FULL-LENGTH & ONE ACT PLAYS
John and Christine met in high school when he was 17 and she was 13. They fell passionately, uniquely in love with each other, but forbidden by Christine's father to see each other, were never able to pursue a romantic relationship. After John's marriage, they lost touch with each other until John decided to seek Christine out once again, finding her through the internet. In Shadows, they meet for the first time in thirty-five years, finding much has remained the same in their love and affection for each other - so much so, that it feels as if time hasn't passed. While learning about each other's lives, they remake their love story against heartbreakingly familiar constraint that now consists of marriage, family, and loss.
Violent and unpredictable, Ada is the child of your nightmares. Would she turn out differently if her teenage parents could give her away to the “right” family? Orchid Child begins before Ada is born as Luke and Valerie, seven months pregnant, uncertainly consider creating a secure and happy family in their city basement apartment, while middle-aged Peter and Elizabeth reflect on their own insecurities as prospective adoptive parents from the comfort of their suburban living room. As we watch two possible futures unfold for Ada in a split stage setting, dreams disintegrate into bitter memories that are resented, abandoned, longed for, and barely survived according to each character’s strengths and weaknesses. Over a thirty-year period, Ada’s histories become one, and in the end, her saga speaks to everyone who has considered whether or not nurture can really overcome nature.
And Toto Too Theatre Company, October, 2016 (staged reading)
Playwrights Revolution, Capital Stage Theatre, August, 2014 (workshop staged
Frustrated by the dull and conservative town in which she lives, high-powered Lola decides to turn things around by hosting intellectual salons at the local home décor store.
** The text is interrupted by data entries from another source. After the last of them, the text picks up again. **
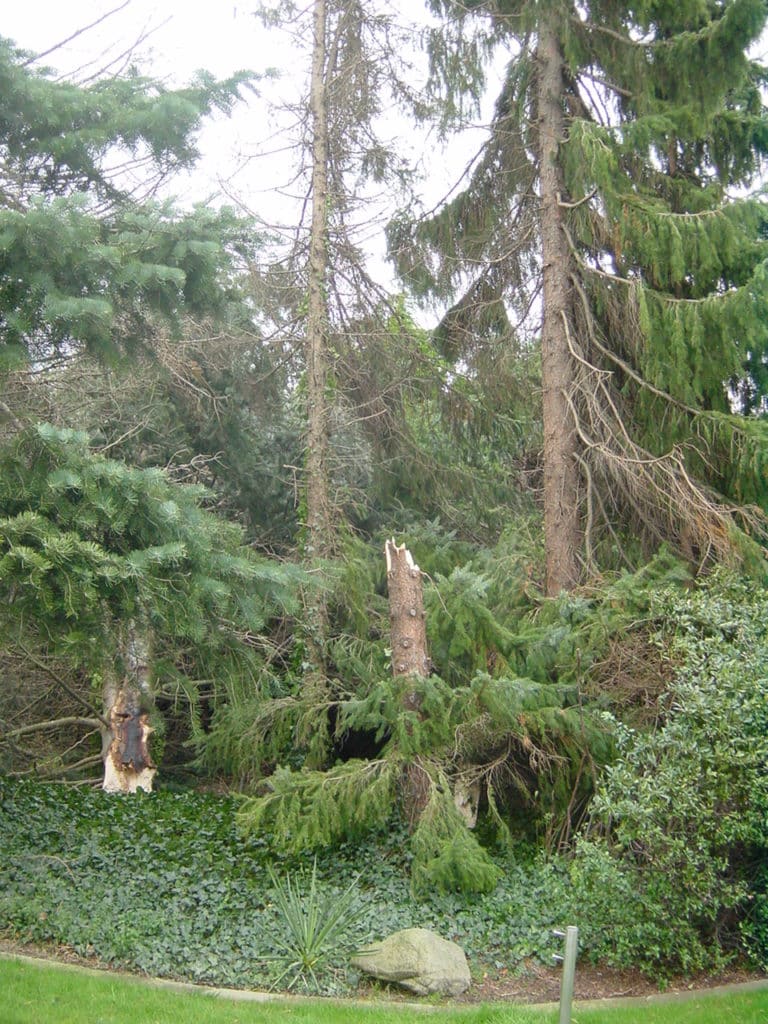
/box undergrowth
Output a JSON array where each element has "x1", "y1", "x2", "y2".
[{"x1": 0, "y1": 779, "x2": 568, "y2": 992}]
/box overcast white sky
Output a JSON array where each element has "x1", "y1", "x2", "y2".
[
  {"x1": 0, "y1": 0, "x2": 313, "y2": 204},
  {"x1": 0, "y1": 0, "x2": 495, "y2": 294}
]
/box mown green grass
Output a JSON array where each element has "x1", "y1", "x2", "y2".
[{"x1": 0, "y1": 959, "x2": 768, "y2": 1024}]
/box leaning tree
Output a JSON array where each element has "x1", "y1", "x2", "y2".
[{"x1": 390, "y1": 0, "x2": 768, "y2": 594}]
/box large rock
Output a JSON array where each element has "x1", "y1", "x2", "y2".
[{"x1": 352, "y1": 928, "x2": 470, "y2": 995}]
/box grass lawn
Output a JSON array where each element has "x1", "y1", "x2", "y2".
[{"x1": 0, "y1": 959, "x2": 768, "y2": 1024}]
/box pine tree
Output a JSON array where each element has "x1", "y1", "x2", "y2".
[
  {"x1": 390, "y1": 0, "x2": 768, "y2": 594},
  {"x1": 0, "y1": 424, "x2": 299, "y2": 790},
  {"x1": 0, "y1": 40, "x2": 259, "y2": 380}
]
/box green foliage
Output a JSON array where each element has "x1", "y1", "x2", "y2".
[
  {"x1": 411, "y1": 767, "x2": 502, "y2": 896},
  {"x1": 0, "y1": 40, "x2": 260, "y2": 361},
  {"x1": 574, "y1": 578, "x2": 768, "y2": 972},
  {"x1": 269, "y1": 860, "x2": 367, "y2": 991},
  {"x1": 238, "y1": 760, "x2": 399, "y2": 853},
  {"x1": 0, "y1": 424, "x2": 301, "y2": 770},
  {"x1": 0, "y1": 779, "x2": 568, "y2": 990},
  {"x1": 411, "y1": 0, "x2": 768, "y2": 575}
]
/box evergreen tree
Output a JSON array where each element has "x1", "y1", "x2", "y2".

Her plan for communal enlightenment slowly unravels as her hand-picked group of female enthusiasts engages in an unforeseen clash of ideas and faith. By the end of the first meeting, civility has gone out the window as friendships are strained and secrets revealed. In the aftermath of the melee, one person’s tragedy forces the women to reconsider whether or not their dreams are worth the price of illusion.
Paragon Theatre, Trench New Play Development Series, Denver, May 2011
Shooting Stars: A Cairo State of Mind (in development)
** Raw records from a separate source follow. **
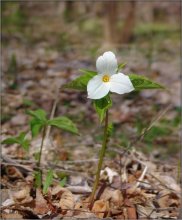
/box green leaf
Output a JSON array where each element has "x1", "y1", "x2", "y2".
[
  {"x1": 93, "y1": 95, "x2": 112, "y2": 123},
  {"x1": 43, "y1": 170, "x2": 53, "y2": 194},
  {"x1": 63, "y1": 69, "x2": 97, "y2": 91},
  {"x1": 33, "y1": 151, "x2": 40, "y2": 161},
  {"x1": 107, "y1": 123, "x2": 113, "y2": 138},
  {"x1": 17, "y1": 132, "x2": 26, "y2": 142},
  {"x1": 26, "y1": 109, "x2": 47, "y2": 121},
  {"x1": 1, "y1": 137, "x2": 19, "y2": 144},
  {"x1": 21, "y1": 140, "x2": 30, "y2": 151},
  {"x1": 48, "y1": 116, "x2": 78, "y2": 134},
  {"x1": 2, "y1": 132, "x2": 30, "y2": 151},
  {"x1": 117, "y1": 63, "x2": 126, "y2": 72},
  {"x1": 59, "y1": 176, "x2": 67, "y2": 187},
  {"x1": 34, "y1": 171, "x2": 42, "y2": 188},
  {"x1": 128, "y1": 74, "x2": 164, "y2": 90},
  {"x1": 30, "y1": 118, "x2": 45, "y2": 137}
]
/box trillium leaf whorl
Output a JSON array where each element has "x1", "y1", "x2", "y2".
[{"x1": 87, "y1": 51, "x2": 134, "y2": 99}]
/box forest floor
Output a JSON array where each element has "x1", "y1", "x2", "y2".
[{"x1": 1, "y1": 3, "x2": 181, "y2": 219}]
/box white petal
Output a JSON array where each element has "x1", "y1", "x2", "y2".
[
  {"x1": 87, "y1": 75, "x2": 110, "y2": 99},
  {"x1": 96, "y1": 51, "x2": 118, "y2": 75},
  {"x1": 110, "y1": 73, "x2": 134, "y2": 94}
]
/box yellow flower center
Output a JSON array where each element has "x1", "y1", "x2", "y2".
[{"x1": 102, "y1": 75, "x2": 110, "y2": 82}]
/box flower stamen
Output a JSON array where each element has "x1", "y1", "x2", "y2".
[{"x1": 102, "y1": 75, "x2": 110, "y2": 82}]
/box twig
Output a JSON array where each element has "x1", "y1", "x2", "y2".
[{"x1": 45, "y1": 88, "x2": 60, "y2": 142}]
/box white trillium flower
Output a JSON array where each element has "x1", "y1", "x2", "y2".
[{"x1": 87, "y1": 51, "x2": 134, "y2": 99}]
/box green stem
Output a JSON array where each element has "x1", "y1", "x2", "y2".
[
  {"x1": 90, "y1": 110, "x2": 108, "y2": 209},
  {"x1": 37, "y1": 126, "x2": 46, "y2": 185}
]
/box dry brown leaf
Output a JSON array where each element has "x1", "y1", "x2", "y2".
[
  {"x1": 127, "y1": 207, "x2": 137, "y2": 220},
  {"x1": 1, "y1": 212, "x2": 24, "y2": 219},
  {"x1": 34, "y1": 189, "x2": 49, "y2": 215},
  {"x1": 6, "y1": 166, "x2": 24, "y2": 179},
  {"x1": 59, "y1": 190, "x2": 75, "y2": 210},
  {"x1": 51, "y1": 185, "x2": 68, "y2": 196},
  {"x1": 12, "y1": 186, "x2": 33, "y2": 204},
  {"x1": 92, "y1": 199, "x2": 109, "y2": 218}
]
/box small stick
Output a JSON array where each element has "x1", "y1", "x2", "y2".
[{"x1": 45, "y1": 88, "x2": 60, "y2": 142}]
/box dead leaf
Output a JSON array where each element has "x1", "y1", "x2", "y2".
[
  {"x1": 100, "y1": 167, "x2": 118, "y2": 183},
  {"x1": 92, "y1": 199, "x2": 109, "y2": 218},
  {"x1": 59, "y1": 190, "x2": 75, "y2": 210},
  {"x1": 12, "y1": 186, "x2": 33, "y2": 204},
  {"x1": 127, "y1": 207, "x2": 137, "y2": 220},
  {"x1": 2, "y1": 212, "x2": 23, "y2": 219}
]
A father afflicted with schizophrenia; a once-booming river city suffering racial and economic turmoil; their intertwined personal and public histories of decline come together in a multi-media narrative anchored by the daughter's revelations and recollections.
The Salt Uprising (in development)
In a dialysis center where everyone knows everyone's business and the rules you need to follow just to stay alive can't be denied, choice doesn't seem like an option. That is until Ace, a young African American man, shakes up the daily routine and offers up the privilege of protest.
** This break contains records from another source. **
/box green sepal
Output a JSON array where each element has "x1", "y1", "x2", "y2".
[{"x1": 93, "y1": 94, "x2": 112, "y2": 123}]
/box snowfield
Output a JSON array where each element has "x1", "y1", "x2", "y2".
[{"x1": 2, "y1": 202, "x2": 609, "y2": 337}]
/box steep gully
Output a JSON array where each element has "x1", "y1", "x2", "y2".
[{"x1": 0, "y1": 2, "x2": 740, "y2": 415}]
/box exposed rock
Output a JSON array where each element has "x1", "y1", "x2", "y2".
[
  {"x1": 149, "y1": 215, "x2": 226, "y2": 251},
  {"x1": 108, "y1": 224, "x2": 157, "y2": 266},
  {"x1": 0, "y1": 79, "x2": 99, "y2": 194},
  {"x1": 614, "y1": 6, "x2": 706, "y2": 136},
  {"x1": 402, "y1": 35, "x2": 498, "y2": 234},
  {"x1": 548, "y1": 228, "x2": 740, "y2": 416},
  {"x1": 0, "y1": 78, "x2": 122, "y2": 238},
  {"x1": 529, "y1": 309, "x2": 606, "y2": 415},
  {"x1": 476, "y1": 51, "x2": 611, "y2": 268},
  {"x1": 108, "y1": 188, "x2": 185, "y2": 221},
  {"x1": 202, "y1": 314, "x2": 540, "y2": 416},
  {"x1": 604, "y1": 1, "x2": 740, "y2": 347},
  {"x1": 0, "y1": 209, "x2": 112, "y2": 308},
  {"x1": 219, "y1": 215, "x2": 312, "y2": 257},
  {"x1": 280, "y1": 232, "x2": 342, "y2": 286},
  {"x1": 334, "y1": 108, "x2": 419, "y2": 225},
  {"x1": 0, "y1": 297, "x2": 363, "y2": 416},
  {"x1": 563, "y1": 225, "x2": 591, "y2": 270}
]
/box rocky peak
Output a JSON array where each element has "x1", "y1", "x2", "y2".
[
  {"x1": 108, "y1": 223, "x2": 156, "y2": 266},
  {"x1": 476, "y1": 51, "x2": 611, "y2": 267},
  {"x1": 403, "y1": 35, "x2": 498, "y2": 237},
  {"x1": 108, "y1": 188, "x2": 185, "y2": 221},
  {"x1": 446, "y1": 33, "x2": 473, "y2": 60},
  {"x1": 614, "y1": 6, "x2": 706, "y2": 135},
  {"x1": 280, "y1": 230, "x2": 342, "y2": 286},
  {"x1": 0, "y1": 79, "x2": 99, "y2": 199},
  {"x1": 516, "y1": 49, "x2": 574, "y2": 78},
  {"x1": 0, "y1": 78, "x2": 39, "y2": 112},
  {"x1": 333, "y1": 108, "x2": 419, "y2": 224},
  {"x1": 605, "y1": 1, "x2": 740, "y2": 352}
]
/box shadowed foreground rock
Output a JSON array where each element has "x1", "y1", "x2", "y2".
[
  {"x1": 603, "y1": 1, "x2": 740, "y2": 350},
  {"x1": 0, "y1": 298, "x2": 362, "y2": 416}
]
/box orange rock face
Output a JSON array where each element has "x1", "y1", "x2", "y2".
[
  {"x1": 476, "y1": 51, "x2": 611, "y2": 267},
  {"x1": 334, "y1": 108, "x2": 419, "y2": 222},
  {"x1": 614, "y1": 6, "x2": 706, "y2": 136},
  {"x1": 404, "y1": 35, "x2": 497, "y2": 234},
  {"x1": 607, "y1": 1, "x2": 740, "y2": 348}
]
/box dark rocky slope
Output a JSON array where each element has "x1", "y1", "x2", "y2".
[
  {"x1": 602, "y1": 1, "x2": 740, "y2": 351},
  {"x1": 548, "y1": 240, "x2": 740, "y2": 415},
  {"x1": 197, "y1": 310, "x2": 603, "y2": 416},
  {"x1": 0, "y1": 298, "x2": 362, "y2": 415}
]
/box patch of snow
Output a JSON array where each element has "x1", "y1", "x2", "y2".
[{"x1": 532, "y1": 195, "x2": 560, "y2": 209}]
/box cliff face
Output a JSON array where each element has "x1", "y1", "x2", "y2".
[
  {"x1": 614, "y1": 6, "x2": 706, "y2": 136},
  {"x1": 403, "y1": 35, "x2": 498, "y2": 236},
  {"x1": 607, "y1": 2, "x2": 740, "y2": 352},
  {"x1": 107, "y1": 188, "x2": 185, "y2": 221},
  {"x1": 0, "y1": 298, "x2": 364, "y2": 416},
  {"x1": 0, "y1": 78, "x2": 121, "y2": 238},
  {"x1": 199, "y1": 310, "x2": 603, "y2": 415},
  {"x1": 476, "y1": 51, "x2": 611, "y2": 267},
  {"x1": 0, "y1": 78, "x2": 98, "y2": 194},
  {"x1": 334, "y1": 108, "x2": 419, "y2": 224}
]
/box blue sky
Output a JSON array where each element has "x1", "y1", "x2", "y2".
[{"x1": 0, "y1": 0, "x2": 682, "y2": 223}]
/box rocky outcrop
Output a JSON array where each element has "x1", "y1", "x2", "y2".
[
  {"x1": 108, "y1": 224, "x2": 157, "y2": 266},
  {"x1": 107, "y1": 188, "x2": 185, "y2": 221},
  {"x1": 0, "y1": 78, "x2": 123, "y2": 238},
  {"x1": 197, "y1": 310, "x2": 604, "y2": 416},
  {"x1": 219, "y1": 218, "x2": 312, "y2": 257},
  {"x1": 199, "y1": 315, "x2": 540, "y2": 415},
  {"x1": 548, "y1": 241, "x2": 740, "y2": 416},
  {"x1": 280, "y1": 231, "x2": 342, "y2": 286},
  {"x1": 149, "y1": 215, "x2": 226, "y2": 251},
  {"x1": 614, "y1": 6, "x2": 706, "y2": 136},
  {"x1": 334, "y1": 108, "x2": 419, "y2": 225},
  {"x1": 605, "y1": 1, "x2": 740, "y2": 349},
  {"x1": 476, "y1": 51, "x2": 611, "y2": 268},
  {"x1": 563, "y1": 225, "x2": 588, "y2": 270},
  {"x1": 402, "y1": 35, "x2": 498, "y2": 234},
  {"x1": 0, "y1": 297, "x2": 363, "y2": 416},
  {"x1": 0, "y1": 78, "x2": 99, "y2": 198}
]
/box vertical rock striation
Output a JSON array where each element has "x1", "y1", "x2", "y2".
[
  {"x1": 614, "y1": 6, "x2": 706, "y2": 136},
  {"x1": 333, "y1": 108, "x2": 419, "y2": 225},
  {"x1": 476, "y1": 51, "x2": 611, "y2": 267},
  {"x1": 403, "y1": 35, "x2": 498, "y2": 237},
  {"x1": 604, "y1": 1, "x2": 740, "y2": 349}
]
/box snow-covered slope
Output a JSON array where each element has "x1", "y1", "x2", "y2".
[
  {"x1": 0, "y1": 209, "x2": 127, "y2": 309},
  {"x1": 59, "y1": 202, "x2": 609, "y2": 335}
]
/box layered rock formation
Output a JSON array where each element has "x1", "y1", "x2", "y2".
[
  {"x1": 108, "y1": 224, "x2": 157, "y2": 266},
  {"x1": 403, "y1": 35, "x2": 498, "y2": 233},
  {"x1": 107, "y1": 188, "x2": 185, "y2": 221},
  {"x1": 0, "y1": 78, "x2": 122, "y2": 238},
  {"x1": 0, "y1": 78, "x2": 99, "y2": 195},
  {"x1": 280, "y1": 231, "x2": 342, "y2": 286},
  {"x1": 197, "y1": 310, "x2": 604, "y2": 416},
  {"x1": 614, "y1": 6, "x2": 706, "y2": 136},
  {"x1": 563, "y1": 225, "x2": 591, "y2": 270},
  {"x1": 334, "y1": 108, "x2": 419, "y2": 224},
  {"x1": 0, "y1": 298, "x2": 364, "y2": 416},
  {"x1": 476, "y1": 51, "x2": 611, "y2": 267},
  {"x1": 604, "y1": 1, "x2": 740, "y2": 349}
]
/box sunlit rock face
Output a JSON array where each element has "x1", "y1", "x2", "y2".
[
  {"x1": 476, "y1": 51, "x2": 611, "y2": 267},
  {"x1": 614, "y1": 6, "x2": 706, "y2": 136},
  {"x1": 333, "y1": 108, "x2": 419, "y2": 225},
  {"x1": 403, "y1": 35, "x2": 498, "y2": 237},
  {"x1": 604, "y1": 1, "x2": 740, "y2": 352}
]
Superheroes (in development)
In a small city that could be Anywhere, USA, average citizens don masks and assume unique superhero identities, patrolling the streets at night in the name of safety and altruism, calling themselves the Dark Star Patrol. At first perceived as a bunch of harmless cranks, a crime-stopping event gone awry turns them into vilified pariahs besieged by the press and victims groups looking for justice. Companion piece to The Dog Park Play. (This is the full-length extension of my short play, Superheroes.)
The Dog Park Play (in development)
Every day at dawn, a motley group of devoted canine-lovers meets for conversation and company while their dogs exercise and play. Joe, Gus, Rick and Sharon, veterans of World War II, Korea, Viet Nam and Iraq, compare notes and exchange salty views while dominating park etiquette. When a new young crowd comes on the scene and threatens to upset their sense of order, the vets revolt in surprising ways. Companion piece to Superheroes.